A WORLD BOTH WIDE AND DEEP
By MICHAEL PERKINS
PHOTOGRAPHIC TECHNIQUES CAN BE THOUGHT OF as both active and passive. Some of the tools used to tell a visual story silently move narratives along without loudness or fuss, while others deliberately call attention as much to themselves as to the tales they tell. You can make pictures that betray very little of “how’d they do that?” or you can trumpet your tricks very loudly.
Or, of course, you can do both.
As a case study, consider one of 2018’s Oscar contenders, The Favourite, which tells a surreal tale of eighteenth-century castle intrigue with camera work that fairly screams to be noticed, mixing standard widescreen shots with ultra-wide and even fisheye compositions, shuffled together in jarring transitions, as if the director needs to remind us how twisted and nightmarish the story it by keeping us visually off-kilter for the entire length of the movie. Contrast this with most films that try to render their photographic tricks invisibly, in keeping with established Hollywood tradition. Is it a case of The Favorite’s director merely showing off his technical cleverness?
Well, yes and no. Various lenses convey vastly different concepts of space, of the width and depth of rooms, of the relationships between man and nature. Using an extreme tool like, say, a fisheye, changes the rules of engagement for the viewer, even when applied to a conventional subject. The photographer is, in effect, saying “composition is what I say it is, not what you’ve been led to expect.” Of course, when you drastically distort how a scene or object is presented, you risk your picture being “about” the visual effect, eclipsing your message instead of amplifying it.

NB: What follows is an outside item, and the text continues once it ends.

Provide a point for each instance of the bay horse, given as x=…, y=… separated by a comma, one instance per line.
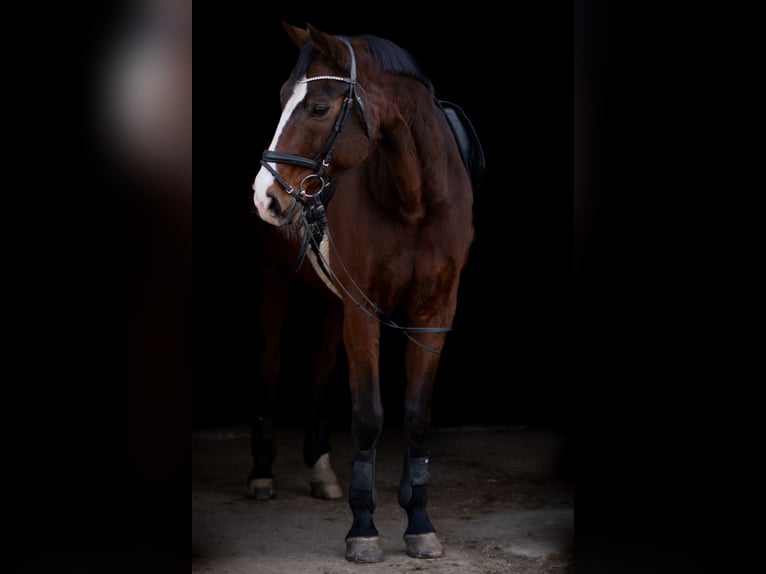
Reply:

The characters in The Favourite are in a constant state of moral disequilibrium, with everyone jostling for position or advantage, so an unsettling shift between various lenses reflects their uncertainty, the unreality of their situation, actually enhancing the nightmare quality for the audience. Does your picture call for a technique that, in turn, calls attention to itself? Flamboyant or not, the answer must, occasionally be yes.
Just because you’re showing off doesn’t mean you’re wrong.